What is s3archive ?

s3archive is a simple python script which can be used to archive the content of an Amazon S3 bucket. It is a quick and dirty wrapper around Tim Kay's aws. It can be used to backup the files you store on S3.


S3archive is available both as a Pacman package (x86_64 only), or in source form. For source or Pacman installation, please refer to the Generic download and install instructions.

Basic concepts

The task of s3archive is very basic: given a prefix (or "path"), download all objects stored on S3 whose name begins with the prefix. Those objects will be stored in a regular local directory I call an archive.

If s3archive is run again with the same prefix to archive, it will keep or remove the previous archive depending on user requirements. More precisely, s3archive has to be given the number of archives to keep on the local filesystem.

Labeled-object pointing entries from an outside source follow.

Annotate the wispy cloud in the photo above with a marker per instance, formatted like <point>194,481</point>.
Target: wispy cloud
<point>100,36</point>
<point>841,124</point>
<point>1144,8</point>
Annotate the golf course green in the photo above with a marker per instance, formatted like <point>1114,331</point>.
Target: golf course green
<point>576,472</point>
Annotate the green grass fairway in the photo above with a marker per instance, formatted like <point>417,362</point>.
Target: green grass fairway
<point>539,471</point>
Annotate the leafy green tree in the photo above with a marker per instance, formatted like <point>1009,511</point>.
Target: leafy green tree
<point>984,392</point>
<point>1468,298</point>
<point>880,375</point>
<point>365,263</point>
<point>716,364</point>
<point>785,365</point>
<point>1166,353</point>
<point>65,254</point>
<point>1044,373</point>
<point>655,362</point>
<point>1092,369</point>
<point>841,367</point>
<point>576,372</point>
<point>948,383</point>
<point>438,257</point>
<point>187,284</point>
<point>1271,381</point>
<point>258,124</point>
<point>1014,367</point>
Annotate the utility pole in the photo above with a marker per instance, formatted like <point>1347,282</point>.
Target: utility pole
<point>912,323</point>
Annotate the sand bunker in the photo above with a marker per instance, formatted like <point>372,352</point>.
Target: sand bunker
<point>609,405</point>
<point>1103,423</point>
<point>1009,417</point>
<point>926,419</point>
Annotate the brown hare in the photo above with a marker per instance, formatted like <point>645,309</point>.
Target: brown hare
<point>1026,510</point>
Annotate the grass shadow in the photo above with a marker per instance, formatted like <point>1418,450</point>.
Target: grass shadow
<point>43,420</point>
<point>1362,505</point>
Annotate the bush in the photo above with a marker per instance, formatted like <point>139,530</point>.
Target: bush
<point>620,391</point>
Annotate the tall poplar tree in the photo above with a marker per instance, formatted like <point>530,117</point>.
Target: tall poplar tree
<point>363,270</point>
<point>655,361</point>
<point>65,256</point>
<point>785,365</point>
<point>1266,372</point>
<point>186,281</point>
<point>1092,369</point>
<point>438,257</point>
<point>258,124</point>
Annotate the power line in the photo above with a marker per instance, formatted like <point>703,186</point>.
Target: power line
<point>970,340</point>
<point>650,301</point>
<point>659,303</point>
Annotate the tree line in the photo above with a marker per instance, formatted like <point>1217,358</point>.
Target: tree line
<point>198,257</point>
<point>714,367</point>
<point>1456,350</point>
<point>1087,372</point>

s3archive does not implement compression, differential archives, or other fancy stuff. It is meant as a very basic and simple tool.


s3archive takes exactly three arguments

  1. The prefix or S3 path to backup, formed as follows: $bucket/$prefix, for example if you want to backup all files with path foo/bar in the bucket baz, then the argument should be baz/foo/bar.
  2. The directory where to store your archives.
  3. The number of archives of the given path to keep on the local filesystem. Note that if there are more than that number, the oldest will be deleted to make room for the new one.

In addition, one command line option can be given: --awsopts, which can be used to specify additionnal, space-separated options to pass to aws.